The university has recently released plans for a $900-million upgrade to University Village. The plan includes a six-screen cinema, shopping center, 2,000-car garage, faculty office building and housing facilities that will accommodate 5,000 students, 250 faculty apartments and a 150-room hotel. Los Angeles City Councilman Bernard C. Parks described the plan as the most ambitious commercial development in South Los Angeles in a generation. Of course ambition seems like it could only benefit the area, but local residents are concerned that this lofty development will prove detrimental to non-university-owned real estate, traffic and small businesses.

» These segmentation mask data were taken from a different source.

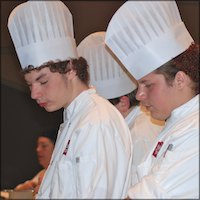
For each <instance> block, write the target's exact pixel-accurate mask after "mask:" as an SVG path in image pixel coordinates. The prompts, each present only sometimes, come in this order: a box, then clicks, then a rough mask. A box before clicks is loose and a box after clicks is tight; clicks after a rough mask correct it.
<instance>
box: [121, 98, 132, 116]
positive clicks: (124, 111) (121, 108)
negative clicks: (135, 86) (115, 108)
mask: <svg viewBox="0 0 200 200" xmlns="http://www.w3.org/2000/svg"><path fill="white" fill-rule="evenodd" d="M118 106H119V107H118V109H119V110H120V112H122V113H126V112H127V111H128V110H129V107H130V101H129V98H128V97H127V96H122V97H120V102H119V103H118Z"/></svg>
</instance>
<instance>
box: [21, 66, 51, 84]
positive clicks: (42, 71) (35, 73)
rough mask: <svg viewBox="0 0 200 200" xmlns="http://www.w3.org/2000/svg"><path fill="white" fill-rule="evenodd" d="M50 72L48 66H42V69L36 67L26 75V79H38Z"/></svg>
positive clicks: (27, 73)
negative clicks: (39, 68)
mask: <svg viewBox="0 0 200 200" xmlns="http://www.w3.org/2000/svg"><path fill="white" fill-rule="evenodd" d="M49 73H51V72H50V70H49V68H48V67H45V68H42V69H39V70H38V69H34V70H32V71H30V72H28V73H26V74H25V75H24V78H25V80H26V81H31V80H36V81H37V80H38V79H39V78H41V77H44V76H46V75H48V74H49Z"/></svg>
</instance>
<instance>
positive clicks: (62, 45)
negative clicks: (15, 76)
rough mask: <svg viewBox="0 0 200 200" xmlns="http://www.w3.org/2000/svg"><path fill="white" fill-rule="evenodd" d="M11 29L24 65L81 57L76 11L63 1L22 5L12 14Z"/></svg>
mask: <svg viewBox="0 0 200 200" xmlns="http://www.w3.org/2000/svg"><path fill="white" fill-rule="evenodd" d="M8 29H9V32H10V35H11V38H12V40H13V43H14V46H15V49H16V52H17V55H18V58H19V61H20V64H21V67H22V69H24V68H26V67H27V66H28V65H33V66H34V67H35V68H36V67H39V66H41V65H43V64H44V63H46V62H48V61H58V60H61V61H64V60H69V59H70V58H77V49H76V42H75V39H74V30H73V21H72V15H71V13H70V11H69V9H68V8H67V7H66V6H65V4H64V3H63V2H61V1H28V2H25V3H22V4H20V5H18V6H17V7H16V8H14V9H13V11H12V12H11V14H10V16H9V19H8Z"/></svg>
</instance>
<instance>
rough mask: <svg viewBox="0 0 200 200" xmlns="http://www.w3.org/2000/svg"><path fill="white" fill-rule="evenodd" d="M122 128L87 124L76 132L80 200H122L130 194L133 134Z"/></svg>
mask: <svg viewBox="0 0 200 200" xmlns="http://www.w3.org/2000/svg"><path fill="white" fill-rule="evenodd" d="M119 126H120V125H119ZM118 128H119V127H117V126H116V125H113V124H112V123H111V124H107V125H106V124H105V123H104V124H100V125H99V124H96V125H94V124H87V125H85V126H83V127H81V129H80V130H79V131H78V132H77V133H76V137H77V138H75V139H74V141H75V143H74V144H73V145H74V149H73V151H74V153H75V157H76V158H75V159H76V160H75V162H76V164H75V169H74V171H75V177H76V197H77V198H89V199H92V198H116V199H119V198H123V197H125V195H126V194H127V189H128V188H126V187H127V186H125V185H126V182H127V176H128V177H130V174H129V172H130V166H131V163H130V160H131V148H130V147H131V141H130V133H129V129H128V127H126V126H122V125H121V127H120V129H118ZM120 131H121V133H119V132H120ZM128 133H129V134H128Z"/></svg>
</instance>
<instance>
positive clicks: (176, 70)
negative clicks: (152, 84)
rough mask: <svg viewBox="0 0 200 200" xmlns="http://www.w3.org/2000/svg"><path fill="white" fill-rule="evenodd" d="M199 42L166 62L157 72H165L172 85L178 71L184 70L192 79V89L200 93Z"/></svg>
mask: <svg viewBox="0 0 200 200" xmlns="http://www.w3.org/2000/svg"><path fill="white" fill-rule="evenodd" d="M199 57H200V54H199V44H195V43H192V44H191V45H190V47H189V48H188V49H187V50H186V51H184V52H183V53H182V54H180V55H178V56H177V57H175V58H174V59H172V60H170V61H169V62H167V63H165V64H164V65H162V66H161V67H159V68H158V69H156V70H155V73H157V74H163V75H164V77H165V79H166V81H167V83H168V84H169V85H171V83H172V81H173V80H174V78H175V76H176V73H177V72H178V71H183V72H184V73H186V74H187V75H188V76H189V77H190V79H191V80H192V82H193V83H192V90H193V91H194V93H195V95H196V94H199V73H200V69H199Z"/></svg>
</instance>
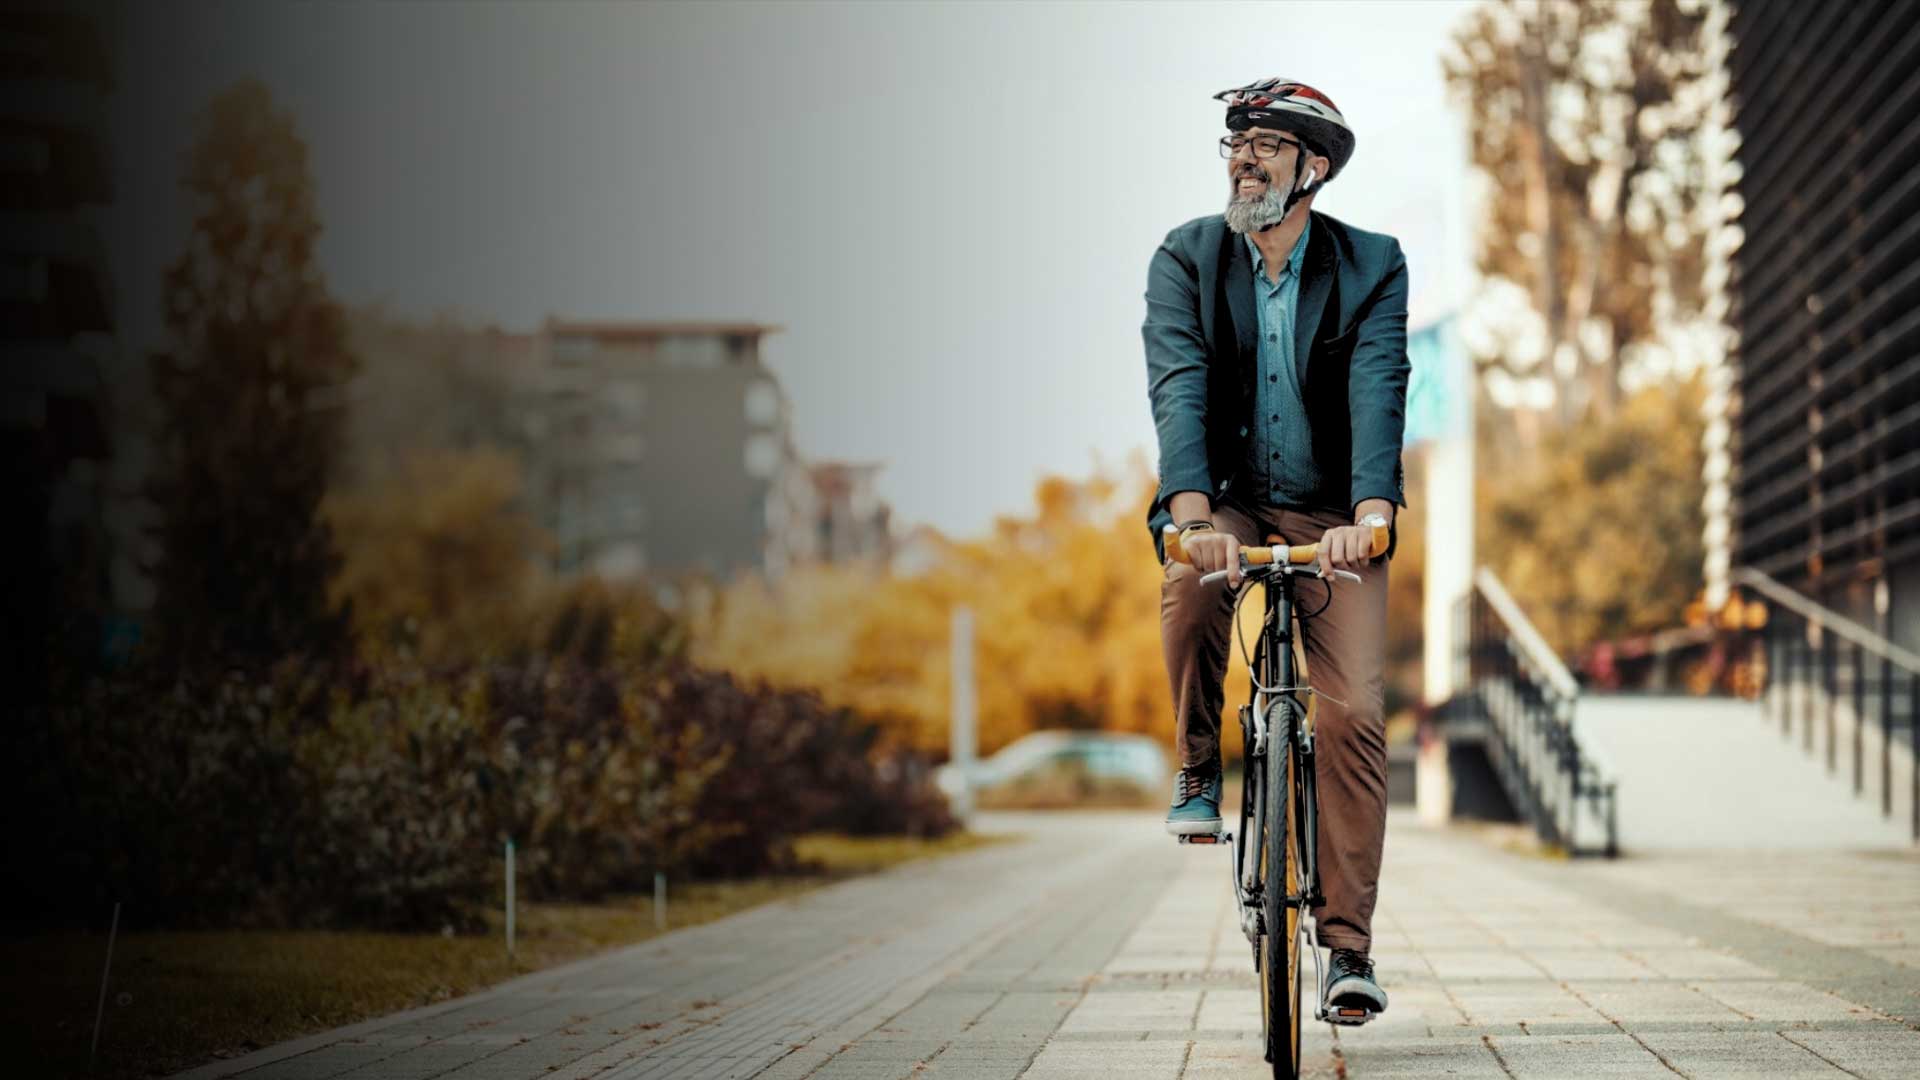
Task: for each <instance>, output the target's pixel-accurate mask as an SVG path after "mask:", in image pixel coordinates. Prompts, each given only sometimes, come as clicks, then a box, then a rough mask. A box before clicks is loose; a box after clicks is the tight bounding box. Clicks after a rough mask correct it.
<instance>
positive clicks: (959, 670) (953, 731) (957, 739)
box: [948, 605, 973, 822]
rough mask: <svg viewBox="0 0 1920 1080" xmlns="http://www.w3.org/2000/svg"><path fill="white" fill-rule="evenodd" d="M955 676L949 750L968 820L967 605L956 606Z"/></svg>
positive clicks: (970, 613) (969, 689) (968, 815)
mask: <svg viewBox="0 0 1920 1080" xmlns="http://www.w3.org/2000/svg"><path fill="white" fill-rule="evenodd" d="M952 678H954V684H952V721H950V723H952V726H950V730H948V749H950V757H952V763H954V771H956V773H960V798H958V799H954V817H958V819H960V821H962V822H966V821H968V819H970V817H972V815H973V609H972V607H966V605H960V607H954V619H952Z"/></svg>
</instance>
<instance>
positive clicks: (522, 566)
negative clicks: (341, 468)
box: [323, 450, 547, 659]
mask: <svg viewBox="0 0 1920 1080" xmlns="http://www.w3.org/2000/svg"><path fill="white" fill-rule="evenodd" d="M323 505H324V519H326V523H328V525H330V527H332V530H334V534H336V538H338V544H340V550H342V567H340V575H338V578H336V580H334V598H336V600H338V601H340V607H342V609H349V611H353V621H355V628H357V630H359V634H357V636H361V638H363V640H367V642H372V644H397V646H407V648H413V650H417V651H419V653H420V655H422V657H426V659H436V657H476V655H486V653H488V651H490V650H492V648H493V646H499V644H501V640H505V638H511V636H513V632H516V630H518V626H515V623H516V619H518V615H520V611H522V605H524V603H526V601H528V598H530V594H532V590H534V588H536V586H538V584H540V567H538V563H536V559H538V555H541V553H543V552H545V544H547V540H545V536H543V534H541V532H540V528H536V527H534V523H532V521H530V519H528V517H526V513H524V509H522V507H520V465H518V461H515V457H511V455H509V454H505V452H499V450H468V452H457V450H419V452H411V454H407V455H405V457H401V459H399V461H396V463H394V465H392V467H390V469H386V471H382V473H378V475H374V477H369V479H367V480H363V482H361V484H355V486H349V488H340V490H334V492H332V494H328V496H326V502H324V503H323Z"/></svg>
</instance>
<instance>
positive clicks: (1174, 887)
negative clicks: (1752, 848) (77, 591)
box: [198, 813, 1920, 1080]
mask: <svg viewBox="0 0 1920 1080" xmlns="http://www.w3.org/2000/svg"><path fill="white" fill-rule="evenodd" d="M983 826H985V828H998V830H1014V832H1021V834H1023V836H1025V840H1023V842H1018V844H1008V846H996V847H987V849H981V851H972V853H966V855H956V857H950V859H937V861H927V863H914V865H906V867H900V869H897V871H889V872H885V874H879V876H874V878H864V880H856V882H847V884H841V886H833V888H829V890H820V892H816V894H810V896H804V897H799V899H795V901H785V903H778V905H770V907H764V909H756V911H751V913H741V915H735V917H732V919H726V920H722V922H714V924H708V926H701V928H693V930H684V932H676V934H670V936H666V938H659V940H655V942H649V944H645V945H636V947H632V949H622V951H616V953H609V955H603V957H595V959H593V961H586V963H580V965H572V967H570V969H561V970H555V972H541V974H536V976H528V978H522V980H516V982H513V984H507V986H501V988H495V990H492V992H486V994H478V995H472V997H467V999H461V1001H449V1003H444V1005H436V1007H430V1009H422V1011H415V1013H405V1015H399V1017H390V1019H384V1020H376V1022H372V1024H361V1026H357V1028H349V1030H342V1032H332V1034H328V1036H319V1038H315V1040H303V1042H301V1043H290V1045H288V1047H271V1049H267V1051H261V1053H257V1055H253V1057H250V1059H238V1061H228V1063H219V1065H215V1067H207V1068H204V1070H200V1072H198V1076H205V1078H211V1076H230V1074H238V1076H244V1078H248V1080H261V1078H300V1080H307V1078H311V1080H321V1078H334V1076H369V1078H374V1076H378V1078H386V1076H419V1078H422V1080H424V1078H430V1076H447V1078H455V1080H511V1078H534V1076H559V1078H566V1080H586V1078H672V1076H685V1078H701V1080H705V1078H733V1076H739V1078H745V1076H760V1078H766V1080H918V1078H924V1076H937V1078H966V1080H1021V1078H1025V1080H1069V1078H1089V1080H1183V1078H1227V1076H1242V1078H1254V1076H1265V1074H1271V1070H1269V1068H1267V1067H1265V1065H1263V1063H1261V1057H1260V1017H1258V1007H1260V995H1258V986H1256V984H1254V970H1252V951H1250V947H1248V944H1246V938H1244V936H1242V934H1240V926H1238V920H1236V915H1235V911H1233V903H1231V892H1229V884H1227V851H1225V849H1213V847H1179V846H1173V844H1171V842H1167V838H1165V836H1164V834H1162V832H1160V828H1158V819H1156V815H1144V813H1142V815H1127V813H1083V815H987V817H985V819H983ZM1916 920H1920V857H1908V853H1872V855H1868V853H1860V855H1847V853H1791V855H1782V857H1772V855H1764V853H1761V855H1757V853H1740V855H1730V853H1720V855H1715V853H1690V855H1686V857H1678V855H1674V857H1647V859H1622V861H1617V863H1605V861H1578V863H1567V861H1551V859H1542V857H1532V855H1523V853H1513V851H1507V849H1501V847H1500V846H1496V844H1492V842H1488V838H1482V836H1476V834H1475V832H1467V830H1430V828H1421V826H1417V824H1411V822H1407V821H1402V819H1394V821H1392V822H1390V828H1388V846H1386V871H1384V882H1382V888H1380V901H1379V909H1377V915H1375V936H1377V942H1375V959H1377V965H1379V972H1380V978H1382V984H1384V986H1386V990H1388V994H1390V995H1392V1009H1390V1011H1388V1013H1386V1015H1382V1017H1380V1019H1379V1020H1377V1022H1373V1024H1369V1026H1365V1028H1359V1030H1342V1032H1340V1034H1338V1036H1336V1034H1334V1030H1332V1028H1329V1026H1327V1024H1308V1028H1306V1030H1304V1034H1302V1038H1304V1055H1306V1063H1308V1068H1306V1074H1308V1076H1313V1078H1315V1080H1325V1078H1332V1076H1344V1078H1352V1080H1359V1078H1375V1076H1379V1078H1413V1076H1465V1078H1471V1076H1486V1078H1532V1076H1540V1078H1588V1076H1659V1078H1668V1076H1688V1078H1759V1076H1768V1078H1772V1076H1793V1078H1799V1076H1809V1078H1811V1076H1836V1078H1837V1076H1920V963H1916V959H1914V957H1912V955H1910V951H1920V924H1916ZM1309 974H1311V970H1309ZM1308 995H1309V997H1311V990H1309V992H1308Z"/></svg>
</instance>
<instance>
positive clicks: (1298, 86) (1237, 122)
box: [1213, 77, 1354, 181]
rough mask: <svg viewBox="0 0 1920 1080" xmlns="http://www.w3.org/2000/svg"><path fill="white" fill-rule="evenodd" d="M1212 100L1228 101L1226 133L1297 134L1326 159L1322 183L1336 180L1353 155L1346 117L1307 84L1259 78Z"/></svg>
mask: <svg viewBox="0 0 1920 1080" xmlns="http://www.w3.org/2000/svg"><path fill="white" fill-rule="evenodd" d="M1213 100H1215V102H1227V129H1229V131H1246V129H1250V127H1271V129H1273V131H1288V133H1292V135H1298V136H1300V140H1302V142H1306V144H1308V146H1309V148H1311V150H1313V152H1315V154H1319V156H1321V158H1327V161H1329V165H1327V175H1325V177H1321V181H1331V179H1334V177H1338V175H1340V169H1344V167H1346V161H1348V158H1352V156H1354V129H1350V127H1346V117H1342V115H1340V110H1338V108H1334V104H1332V98H1329V96H1327V94H1321V92H1319V90H1315V88H1313V86H1308V85H1306V83H1294V81H1292V79H1279V77H1275V79H1261V81H1260V83H1248V85H1246V86H1235V88H1233V90H1221V92H1217V94H1213Z"/></svg>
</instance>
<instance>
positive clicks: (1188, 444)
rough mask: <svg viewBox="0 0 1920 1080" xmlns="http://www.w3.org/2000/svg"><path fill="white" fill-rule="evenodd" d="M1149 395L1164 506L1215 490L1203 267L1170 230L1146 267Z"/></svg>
mask: <svg viewBox="0 0 1920 1080" xmlns="http://www.w3.org/2000/svg"><path fill="white" fill-rule="evenodd" d="M1140 336H1142V338H1144V340H1146V396H1148V402H1150V404H1152V407H1154V432H1156V434H1158V436H1160V490H1158V492H1156V494H1154V507H1152V511H1158V509H1160V507H1164V505H1165V502H1167V500H1169V498H1171V496H1175V494H1177V492H1208V494H1212V492H1213V473H1212V469H1210V467H1208V457H1206V382H1208V379H1206V377H1208V359H1206V356H1208V354H1206V334H1204V332H1202V329H1200V296H1198V273H1196V269H1194V263H1192V261H1190V259H1188V258H1187V256H1185V254H1183V252H1181V250H1179V244H1177V242H1175V238H1173V233H1167V238H1165V242H1164V244H1160V250H1158V252H1154V259H1152V261H1150V263H1148V267H1146V323H1144V325H1142V327H1140ZM1152 511H1150V513H1152Z"/></svg>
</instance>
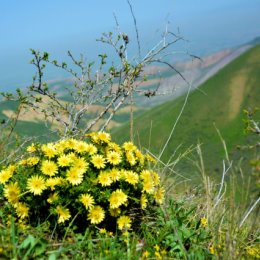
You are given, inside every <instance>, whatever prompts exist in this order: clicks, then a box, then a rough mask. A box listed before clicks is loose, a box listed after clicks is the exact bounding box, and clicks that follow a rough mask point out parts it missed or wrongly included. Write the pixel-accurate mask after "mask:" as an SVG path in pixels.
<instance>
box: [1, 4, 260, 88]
mask: <svg viewBox="0 0 260 260" xmlns="http://www.w3.org/2000/svg"><path fill="white" fill-rule="evenodd" d="M131 3H132V6H133V9H134V12H135V16H136V19H137V24H138V28H139V33H140V37H141V43H142V49H143V50H145V49H148V48H149V46H151V43H156V41H157V40H158V37H159V36H160V33H161V32H162V31H163V29H164V28H165V25H166V23H167V22H169V23H170V28H171V30H172V31H177V28H179V29H180V32H181V34H182V35H183V36H184V37H185V38H186V39H188V40H189V43H188V44H186V45H183V46H178V49H183V50H189V51H191V52H193V53H194V54H197V55H203V54H206V53H210V52H214V51H217V50H219V49H222V48H227V47H232V46H236V45H239V44H242V43H245V42H247V41H249V40H251V39H253V38H254V37H257V36H260V15H259V13H260V1H259V0H218V1H211V0H160V1H159V0H157V1H155V0H132V1H131ZM113 13H115V14H116V16H117V19H118V21H119V23H120V27H121V29H122V30H123V31H125V32H127V33H128V34H129V35H131V37H134V27H133V20H132V18H131V13H130V10H129V6H128V4H127V1H126V0H109V1H108V0H99V1H88V0H44V1H35V0H25V1H21V0H2V1H0V37H1V41H0V90H1V87H7V86H11V85H12V86H17V85H19V84H27V83H30V79H31V76H32V71H33V68H32V67H31V65H28V61H29V60H30V58H31V57H30V53H29V51H28V50H29V48H34V49H38V50H42V51H49V52H50V53H51V54H52V56H53V57H54V58H61V59H63V58H64V57H65V55H66V51H67V50H72V51H73V52H74V53H75V54H79V53H83V54H85V55H86V57H87V58H88V59H91V60H94V59H95V58H96V56H97V54H98V53H99V52H100V50H103V49H102V48H103V47H102V46H100V45H99V44H97V43H96V41H95V39H96V38H98V37H99V36H100V35H101V33H102V32H107V31H114V30H115V21H114V17H113ZM55 73H56V72H50V75H49V78H51V77H58V76H59V75H58V74H57V75H56V74H55Z"/></svg>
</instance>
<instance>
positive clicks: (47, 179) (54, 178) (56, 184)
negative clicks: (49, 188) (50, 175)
mask: <svg viewBox="0 0 260 260" xmlns="http://www.w3.org/2000/svg"><path fill="white" fill-rule="evenodd" d="M62 181H63V179H62V178H61V177H54V178H49V179H47V180H46V183H45V184H46V187H50V188H51V190H54V189H55V186H57V185H60V184H61V183H62Z"/></svg>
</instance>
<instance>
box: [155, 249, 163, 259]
mask: <svg viewBox="0 0 260 260" xmlns="http://www.w3.org/2000/svg"><path fill="white" fill-rule="evenodd" d="M154 255H155V256H156V259H162V256H161V254H160V252H158V251H156V252H155V253H154Z"/></svg>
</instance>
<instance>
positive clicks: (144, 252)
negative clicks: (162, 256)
mask: <svg viewBox="0 0 260 260" xmlns="http://www.w3.org/2000/svg"><path fill="white" fill-rule="evenodd" d="M148 256H149V252H148V251H147V250H146V251H144V253H143V257H144V258H148Z"/></svg>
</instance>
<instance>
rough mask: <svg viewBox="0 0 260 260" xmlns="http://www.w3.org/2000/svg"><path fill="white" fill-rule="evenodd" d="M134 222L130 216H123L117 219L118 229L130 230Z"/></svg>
mask: <svg viewBox="0 0 260 260" xmlns="http://www.w3.org/2000/svg"><path fill="white" fill-rule="evenodd" d="M131 223H132V220H131V219H130V218H129V217H128V216H121V217H119V218H118V219H117V225H118V229H120V230H123V229H129V228H131Z"/></svg>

I was drawn to USC for its superior academic programs, inspiring faculty accolades and the spirit and creativity that seem to literally spill out onto Trousdale Parkway. But it was an inevitable truth that on a practical level, USC was missing something. Other schools of similar size and stature boast massive theaters, pedestrian shopping areas and hoards of cafés where students and faculty can gather. Take Northwestern’s Evanston, Ill., Michigan’s Ann Arbor or, dare I say it, Westwood. When USC officials were drawing up plans for University Village with architects at Elkus Manfredi, a firm that long ago established its name in L.A. with construction projects like The Grove and the Americana at Brand, they were particularly inspired by the changes that have taken place around the University of Pennsylvania. Crime rates have decreased around UPenn, and shops and housing stimulated the lagging economy of the area.
Local residents who aren’t connected to the university are concerned that the University Village will depreciate real estate values in the area, which currently caters predominantly to the student population. Houses currently occupied by students, however, may open up for low-income families that are perhaps displaced by the student demand and the new shops and eateries may bring more jobs into the community.
Increasing the housing options will decrease the costs, making off-campus living available at more reasonable prices for both students and locals. Still, Emiliano Rios, a senior majoring in communication, pointed out that developers will have to navigate a fine line between benefiting the community and usurping it.
“This kind of gentrification can be abrupt for families, and you can see it happening in other parts of Downtown L.A. with trendy restaurants and galleries moving in, and luxury lofts taking the place of family apartments,” Rios said. “I hope they manage it with class.”
This project is certainly in line with the revival that is gradually making its way Downtown. L.A. Live is a step in the right direction, but the thought of having an upgraded cinema and shopping area, topped with student and faculty housing all just across the street makes me want to give up my parking spot.
The most redeeming aspect of this proposal is its potential to further solidify USC as a residential campus. Students will have the opportunity to live in adjacent off-campus housing that doesn’t hinder their ability to participate in campus life. Faculty housing gives more professors the opportunity to stay close to campus, which will improve their accessibility to students and involvement in the USC community.
If the possibility of increased traffic is what’s troubling you, remember that this is Los Angeles and that impending annoyance is about as ubiquitous as the smog we breathe. Narrowing Jefferson Boulevard for the 35-acre development will actually drive the freeway traffic elsewhere and make the area surrounding campus more pedestrian friendly.
Giving South Los Angeles a more lively hub will not only satiate the USC students looking for entertainment and relaxation closer to their home away from home, but perhaps encourage people from other parts of the city to venture out to USC. Something tells me Trojans won’t mind taking some foot traffic out of Westwood.
Allegra Tepper is a freshman majoring in print journalism and digital media.